Intel VP claims up to 30% of CPU performance is untapped by modern games — software optimization is critical to unlocking full potential of hybrid CPUs
Intel has been making CPUs with a hybrid architecture for the past 5 years.
Intel switched to a hybrid architecture for its CPUs back in 2021 with Alder Lake, mixing performance and efficiency cores on the same package, similar to ARM-based chips. Since then, the company has iterated on the design slowly but steadily. And even though a "unified core" is in the works, for now, the hybrid architecture seems to have reached maturity from a hardware standpoint, according to Intel VP Robert Hallock.
Hallock sat down with PC Games Hardware and, during the interview, blamed the software side of things for performance issues on hybrid chips. He was referring to the practice of disabling E-cores on modern Intel CPUs to get better performance; some people report higher FPS in games when playing only on the P-cores. Hallock's response to this was that "they are virtually identical in performance… it’s about 1% difference."
He went on to explain how the early state of the Intel Thread Director back in the day contributed to better P-core-only performance. Windows' task scheduler is essentially blind without the Thread Director actually telling it which process is better suited to which core (hence the name "director"). With better optimization, even though the E-cores aren't as powerful, they still contribute their fair share to the overall operation. Even simple tools like Intel's APO can help in this regard.
Beyond that, though, there were also issues with low ring bus frequencies with E-cores at the time that contributed to worse performance. With them enabled, even if your P-cores were ready to boost much higher, the interconnect would be bottlenecked to lower speeds because the E-cores on the same die just couldn't keep up. Intel has worked to more clearly decouple the core clusters in subsequent generations, like Raptor and Arrow Lake.
Hallock continued, saying that he truly believes "that the general PC gaming market and especially enthusiasts [...] are significantly underestimating the importance of software to the PC experience." Software optimization is the next frontier of efficiency, of extracting more performance from the same silicon, because the silicon itself is seemingly not the bottleneck.
Things like the new binary optimization feature Intel has packed inside the Arrow Lake refresh chips are an example of this. Even though it doesn't work for most apps and games yet — Geekbench even flagged it — it's proof that tuning code can lead to better performance on the same hardware. Beyond the program, everything from the driver to even the BIOS adds its own overhead, leaving performance on the table.

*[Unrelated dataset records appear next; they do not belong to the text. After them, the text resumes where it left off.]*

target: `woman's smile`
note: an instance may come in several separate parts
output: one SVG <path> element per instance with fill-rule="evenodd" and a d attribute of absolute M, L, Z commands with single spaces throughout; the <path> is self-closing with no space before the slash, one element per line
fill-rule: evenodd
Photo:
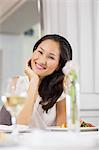
<path fill-rule="evenodd" d="M 45 40 L 33 52 L 32 69 L 39 76 L 45 77 L 58 68 L 59 59 L 59 44 L 53 40 Z"/>
<path fill-rule="evenodd" d="M 36 66 L 36 68 L 37 68 L 38 70 L 45 70 L 45 69 L 46 69 L 45 66 L 43 66 L 42 64 L 37 63 L 37 62 L 35 62 L 35 66 Z"/>

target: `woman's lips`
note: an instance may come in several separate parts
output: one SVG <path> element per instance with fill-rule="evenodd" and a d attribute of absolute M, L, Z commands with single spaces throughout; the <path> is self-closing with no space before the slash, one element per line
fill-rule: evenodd
<path fill-rule="evenodd" d="M 38 63 L 35 63 L 36 65 L 36 68 L 39 69 L 39 70 L 43 70 L 43 69 L 46 69 L 44 66 L 38 64 Z"/>

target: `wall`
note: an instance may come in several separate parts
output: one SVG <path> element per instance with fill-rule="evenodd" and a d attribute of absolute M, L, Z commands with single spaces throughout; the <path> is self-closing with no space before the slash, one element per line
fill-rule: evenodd
<path fill-rule="evenodd" d="M 81 117 L 99 124 L 99 1 L 43 0 L 43 34 L 65 36 L 80 70 Z M 87 115 L 86 115 L 87 114 Z"/>

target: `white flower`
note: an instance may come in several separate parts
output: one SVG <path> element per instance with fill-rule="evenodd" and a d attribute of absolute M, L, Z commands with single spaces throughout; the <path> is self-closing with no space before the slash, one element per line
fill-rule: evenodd
<path fill-rule="evenodd" d="M 67 61 L 67 63 L 62 69 L 63 73 L 66 76 L 70 74 L 71 70 L 74 70 L 76 73 L 78 73 L 78 66 L 73 60 Z"/>
<path fill-rule="evenodd" d="M 69 93 L 71 84 L 73 84 L 73 81 L 77 80 L 78 78 L 78 67 L 77 64 L 70 60 L 66 63 L 66 65 L 63 67 L 63 73 L 65 75 L 64 77 L 64 91 L 66 93 Z"/>

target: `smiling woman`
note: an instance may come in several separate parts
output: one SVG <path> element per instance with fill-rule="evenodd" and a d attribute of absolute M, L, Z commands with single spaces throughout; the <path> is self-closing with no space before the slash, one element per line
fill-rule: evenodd
<path fill-rule="evenodd" d="M 28 101 L 17 118 L 19 124 L 41 127 L 66 123 L 62 68 L 69 60 L 72 48 L 64 37 L 49 34 L 37 41 L 24 70 Z"/>

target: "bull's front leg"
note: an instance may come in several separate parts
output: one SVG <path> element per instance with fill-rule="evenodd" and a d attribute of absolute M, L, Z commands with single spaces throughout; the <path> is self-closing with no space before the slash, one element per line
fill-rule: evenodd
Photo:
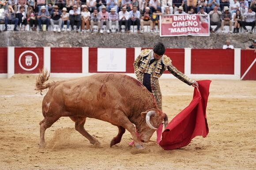
<path fill-rule="evenodd" d="M 137 135 L 135 127 L 133 124 L 129 120 L 127 117 L 122 118 L 122 121 L 121 126 L 126 129 L 132 134 L 132 139 L 134 141 L 134 145 L 137 148 L 143 149 L 142 142 L 140 141 L 139 135 Z"/>

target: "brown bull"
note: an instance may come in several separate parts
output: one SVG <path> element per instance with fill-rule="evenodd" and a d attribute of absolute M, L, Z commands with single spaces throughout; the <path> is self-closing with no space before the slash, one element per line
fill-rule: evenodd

"Yes, you can make the game faster with a faster piece of hardware, but there's always going to be 10, 20, 30% performance hidden behind the fact that that game was just not optimized for your CPU," claimed Hallock. AMD's solution to this problem has been rather simple: just add a lot of SRAM next to the cores, aka 3D V-cache, so that the CPU's L3 cache needs are met quickly, helping achieve higher FPS in games.
Get Tom's Hardware's best news and in-depth reviews, straight to your inbox.
Nova Lake has something similar in the works with its bLLC (Big Last Level Cache), but that's still a hardware solution. The thought of up to 30% performance just waiting to be extracted through better software optimization is therefore not overstated. In a way, Hallock is pointing fingers at developers and engineers who have optimized for AMD's relatively conventional silicon first, which affects the true potential of Intel's hybrid architecture.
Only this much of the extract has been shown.